NCAA tournament 2012: Ohio is this year's Cinderella after advancing to Sweet 16
By Eric Prisbell,
NASHVILLE — Ohio Coach John Groce, a former Butler assistant, spent last year’s NCAA tournament admiring the Bulldogs’ run to the national title game from afar, repeatedly talking with his players about the togetherness the Bulldogs showed throughout.
One year later, Groce’s Bobcats are in the early stages of scripting a similar story. The 13th-seeded Bobcats beat 12th-seeded South Florida, 62-56, on Sunday to advance to the Sweet 16, marking the first time the school from Athens has won two tournament games since 1964.
The Bobcats advanced to a Midwest Region semifinal game against top-seeded North Carolina, which might be without star point guard Kendall Marshall, who injured his wrist in Sunday’s win over Creighton.
“I’m close with Kendall. I am going to shoot him a text,” Ohio guard Stevie Taylor said. “I don’t want to see anyone hurt. I’d rather he be out there.”
Ohio (29-7) has beaten two power-conference teams defined by different styles. After hanging on to edge Michigan, one of the nation’s best three-point shooting teams, the Bobcats managed enough scoring to outlast a South Florida team that relies on length and athleticism to stifle teams with defense and a deliberate tempo.

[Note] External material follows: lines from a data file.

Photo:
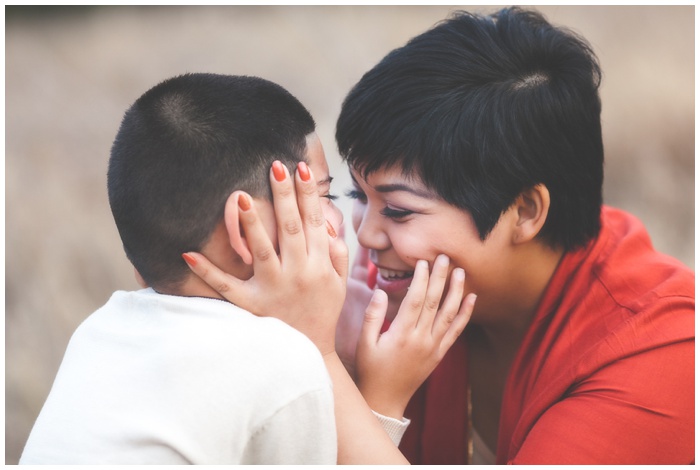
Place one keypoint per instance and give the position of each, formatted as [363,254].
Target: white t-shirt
[157,379]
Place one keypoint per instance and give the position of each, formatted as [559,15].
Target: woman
[481,139]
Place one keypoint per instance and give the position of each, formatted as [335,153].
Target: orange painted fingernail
[304,173]
[278,171]
[331,230]
[243,202]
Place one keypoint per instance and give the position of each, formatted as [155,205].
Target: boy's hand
[392,365]
[304,285]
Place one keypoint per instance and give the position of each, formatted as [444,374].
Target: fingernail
[304,173]
[278,171]
[331,230]
[243,202]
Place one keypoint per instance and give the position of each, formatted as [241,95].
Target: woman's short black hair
[482,108]
[183,147]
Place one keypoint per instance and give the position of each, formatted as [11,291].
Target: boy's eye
[355,194]
[395,214]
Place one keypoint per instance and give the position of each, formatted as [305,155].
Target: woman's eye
[358,195]
[395,214]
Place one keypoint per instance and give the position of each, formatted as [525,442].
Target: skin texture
[304,253]
[398,220]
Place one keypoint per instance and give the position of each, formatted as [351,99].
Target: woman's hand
[392,365]
[304,285]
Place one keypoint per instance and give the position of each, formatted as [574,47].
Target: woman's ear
[234,228]
[532,207]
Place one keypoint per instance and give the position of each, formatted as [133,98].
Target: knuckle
[222,287]
[315,219]
[432,304]
[415,304]
[292,227]
[285,190]
[263,254]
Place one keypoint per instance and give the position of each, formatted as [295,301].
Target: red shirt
[605,374]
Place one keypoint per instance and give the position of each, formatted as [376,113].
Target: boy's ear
[532,207]
[234,228]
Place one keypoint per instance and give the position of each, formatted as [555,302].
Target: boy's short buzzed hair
[183,147]
[482,108]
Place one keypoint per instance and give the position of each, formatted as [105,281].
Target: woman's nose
[370,233]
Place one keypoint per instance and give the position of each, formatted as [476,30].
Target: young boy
[175,374]
[171,373]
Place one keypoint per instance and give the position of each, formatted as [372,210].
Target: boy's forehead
[315,156]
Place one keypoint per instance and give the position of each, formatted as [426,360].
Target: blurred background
[71,72]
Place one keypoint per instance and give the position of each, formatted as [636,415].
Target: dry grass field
[71,72]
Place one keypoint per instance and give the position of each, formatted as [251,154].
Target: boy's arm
[301,286]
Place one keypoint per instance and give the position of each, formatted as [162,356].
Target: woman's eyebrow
[390,188]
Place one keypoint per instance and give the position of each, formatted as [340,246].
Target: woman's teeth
[390,275]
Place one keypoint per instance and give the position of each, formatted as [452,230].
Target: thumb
[374,318]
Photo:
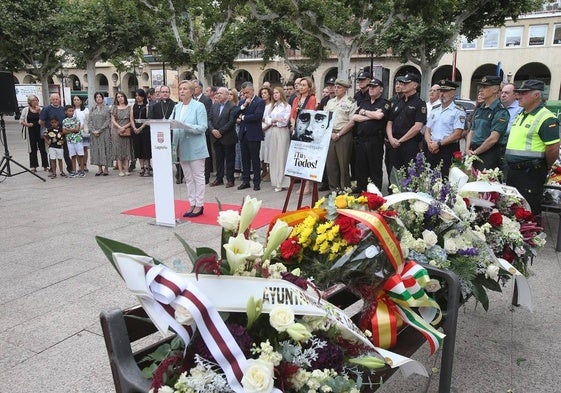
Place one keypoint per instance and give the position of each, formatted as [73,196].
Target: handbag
[126,132]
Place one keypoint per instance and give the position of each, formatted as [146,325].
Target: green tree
[340,26]
[206,36]
[102,30]
[433,26]
[30,38]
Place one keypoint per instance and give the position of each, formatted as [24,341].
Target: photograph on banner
[157,77]
[309,145]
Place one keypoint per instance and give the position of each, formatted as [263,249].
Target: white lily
[278,234]
[249,210]
[238,249]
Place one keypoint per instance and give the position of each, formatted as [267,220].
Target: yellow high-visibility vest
[524,139]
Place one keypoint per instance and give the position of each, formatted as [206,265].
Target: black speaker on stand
[8,106]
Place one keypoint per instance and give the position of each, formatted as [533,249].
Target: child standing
[54,139]
[71,129]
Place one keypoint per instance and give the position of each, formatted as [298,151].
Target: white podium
[160,138]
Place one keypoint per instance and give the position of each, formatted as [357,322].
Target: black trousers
[444,154]
[250,158]
[368,161]
[225,158]
[529,182]
[491,158]
[400,157]
[36,142]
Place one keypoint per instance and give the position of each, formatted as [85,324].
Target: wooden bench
[551,207]
[122,328]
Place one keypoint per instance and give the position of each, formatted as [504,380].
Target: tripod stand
[5,169]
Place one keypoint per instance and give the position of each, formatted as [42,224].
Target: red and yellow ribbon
[400,292]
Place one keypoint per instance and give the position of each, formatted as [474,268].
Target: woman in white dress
[279,138]
[266,95]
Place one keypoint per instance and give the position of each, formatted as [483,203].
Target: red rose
[348,229]
[523,214]
[508,254]
[375,201]
[289,248]
[496,219]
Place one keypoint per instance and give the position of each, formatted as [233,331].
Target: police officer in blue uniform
[444,129]
[407,118]
[369,132]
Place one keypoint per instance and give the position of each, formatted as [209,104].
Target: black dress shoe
[196,213]
[188,214]
[217,183]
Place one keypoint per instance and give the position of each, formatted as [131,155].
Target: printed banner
[309,145]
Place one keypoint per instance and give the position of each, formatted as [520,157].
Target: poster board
[309,144]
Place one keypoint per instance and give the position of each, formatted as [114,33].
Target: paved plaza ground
[54,282]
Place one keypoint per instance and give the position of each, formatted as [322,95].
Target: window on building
[513,36]
[557,35]
[537,35]
[465,44]
[491,38]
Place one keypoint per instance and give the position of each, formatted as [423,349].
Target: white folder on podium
[160,140]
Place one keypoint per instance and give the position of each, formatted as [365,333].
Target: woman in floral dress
[121,133]
[101,152]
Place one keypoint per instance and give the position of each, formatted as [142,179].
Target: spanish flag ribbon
[400,292]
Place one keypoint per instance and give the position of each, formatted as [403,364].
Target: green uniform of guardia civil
[529,137]
[486,120]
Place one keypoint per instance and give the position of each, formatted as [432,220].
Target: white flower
[249,210]
[255,249]
[419,245]
[183,316]
[298,332]
[371,188]
[492,272]
[420,207]
[278,234]
[450,245]
[281,317]
[432,286]
[229,220]
[430,238]
[237,251]
[258,376]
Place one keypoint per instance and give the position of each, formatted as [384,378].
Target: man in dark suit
[162,108]
[251,135]
[199,96]
[222,124]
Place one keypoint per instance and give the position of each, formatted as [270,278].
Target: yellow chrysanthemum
[341,201]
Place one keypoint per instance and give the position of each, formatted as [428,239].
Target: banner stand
[301,194]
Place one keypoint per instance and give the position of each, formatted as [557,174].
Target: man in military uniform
[445,126]
[340,147]
[370,130]
[331,87]
[362,79]
[490,123]
[533,144]
[406,120]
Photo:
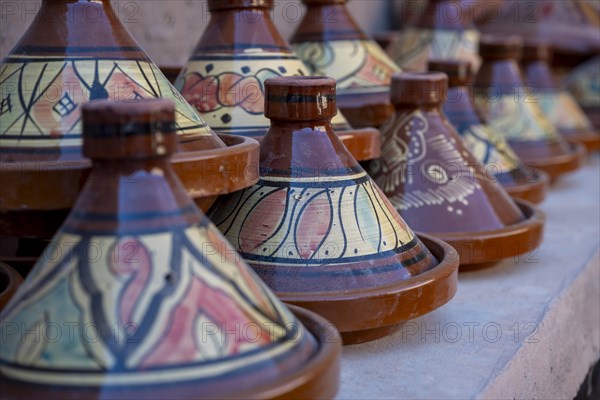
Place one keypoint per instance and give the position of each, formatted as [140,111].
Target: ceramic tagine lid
[438,186]
[238,51]
[509,105]
[443,31]
[488,146]
[10,280]
[557,104]
[571,26]
[75,52]
[319,231]
[584,84]
[139,295]
[338,47]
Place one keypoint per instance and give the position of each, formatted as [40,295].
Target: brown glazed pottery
[510,106]
[318,230]
[331,43]
[443,31]
[571,26]
[584,84]
[175,311]
[487,145]
[224,77]
[75,52]
[558,105]
[10,280]
[439,187]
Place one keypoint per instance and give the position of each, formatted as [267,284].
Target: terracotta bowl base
[483,249]
[555,167]
[317,379]
[533,191]
[369,314]
[10,280]
[590,140]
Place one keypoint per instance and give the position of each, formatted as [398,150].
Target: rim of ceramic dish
[10,280]
[533,191]
[319,377]
[510,241]
[562,164]
[235,166]
[352,311]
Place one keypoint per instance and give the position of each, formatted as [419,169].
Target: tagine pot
[321,234]
[65,59]
[509,105]
[584,84]
[558,105]
[571,26]
[438,186]
[163,289]
[489,147]
[224,77]
[338,47]
[442,31]
[10,280]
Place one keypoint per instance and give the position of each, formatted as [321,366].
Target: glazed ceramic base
[369,314]
[318,378]
[364,144]
[533,191]
[484,249]
[557,166]
[10,280]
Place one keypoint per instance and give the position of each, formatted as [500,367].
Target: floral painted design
[41,100]
[170,306]
[356,64]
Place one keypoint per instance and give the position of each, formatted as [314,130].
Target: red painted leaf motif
[262,222]
[130,259]
[182,342]
[313,226]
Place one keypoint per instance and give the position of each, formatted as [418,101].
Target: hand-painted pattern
[328,233]
[450,176]
[415,47]
[228,89]
[358,65]
[170,306]
[517,120]
[41,98]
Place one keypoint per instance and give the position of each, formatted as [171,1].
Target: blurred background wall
[169,30]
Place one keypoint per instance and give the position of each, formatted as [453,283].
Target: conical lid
[508,105]
[557,104]
[316,222]
[427,172]
[570,25]
[138,289]
[338,47]
[488,146]
[587,96]
[75,52]
[224,77]
[443,31]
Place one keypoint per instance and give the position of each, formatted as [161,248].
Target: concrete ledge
[526,328]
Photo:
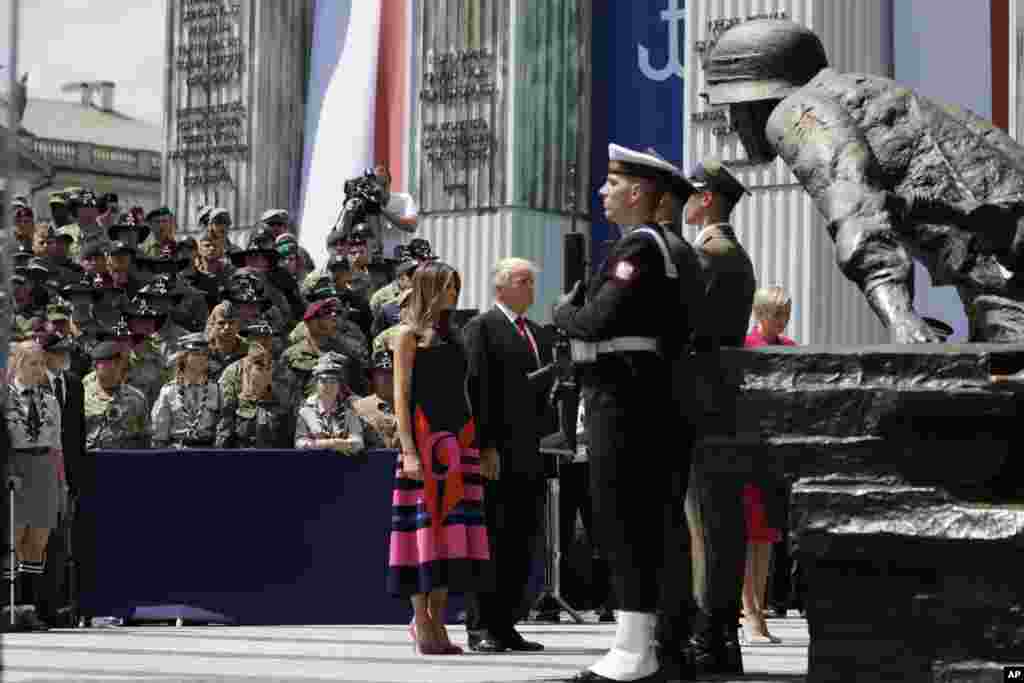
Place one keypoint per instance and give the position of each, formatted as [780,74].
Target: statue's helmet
[762,59]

The Bobcats countered South Florida’s height with aggressive on-ball defense by Taylor, hot shooting by Walter Offutt (21 points) and, in the end, a clutch basket by leading scorer D.J. Cooper, who scored 19 on Sunday. With 1 minute 35 seconds to play, Cooper sank a 12-foot jump shot as the shot clock wound down to push the lead to seven points and rouse Ohio fans from their seats.
In four seasons under Groce, Ohio has gone 62-19 when holding teams to fewer than 70 points, and the Bulls (22-14) did not come close to reaching that threshold.
South Florida, meantime, had held its previous 12 opponents to fewer than 60 points before Ohio eclipsed that mark in the final minute Sunday.
“They are as good defensively as any team we have played this year,” Groce said. “The start of the second half, I thought that was the key. We were able to make some shots.”
The Bulls had never won an NCAA tournament game before beating California in this season’s opening-round game in Dayton. The Bulls then rallied to beat Temple on Friday after shooting just 11 percent in the first half.
Early on against Ohio, South Florida found offensive success by leaning on forward Gus Gilchrist, the well-chronicled 6-foot-10 senior from Clinton who had signed with three schools during his winding basketball career. After asking out of his letter-of-intent with Virginia Tech, Gilchrist signed with Maryland in November 2007.
But after it was learned that Gilchrist’s personal trainer would not be considered for a strength-coach position at Maryland, Gilchrist left and wound up at South Florida — along with his personal trainer.
Gilchrist scored eight first-half points Sunday, making 3 of 4 field-goal attempts against the shorter Bobcats. With an average height of nearly 78 inches, the Bulls are one of the nation’s tallest teams. They exploited Ohio’s lack of size by scoring 16 of their 27 first-half points in the paint.
Most of those baskets came by way of dunks or layups by interior players. After a 10-0 South Florida run gave the Bulls a four-point advantage, Ohio turned to an even smaller group, playing a lineup that included just one player taller than 6-6.
The Bulls held the Bobcats without a field goal for nearly nine minutes as the pace grew more deliberate. South Florida led by six points at halftime despite making 1 of 9 shots from three-point range.
But the Bobcats found enough resolve in the second half to secure the victory, much like another mid-major program Groce had his eye on throughout last year’s NCAA tournament.
“This is a big win for our program,” Groce said. “I am happy for Athens; it is a special place. Our guys played with such an extraordinary toughness.”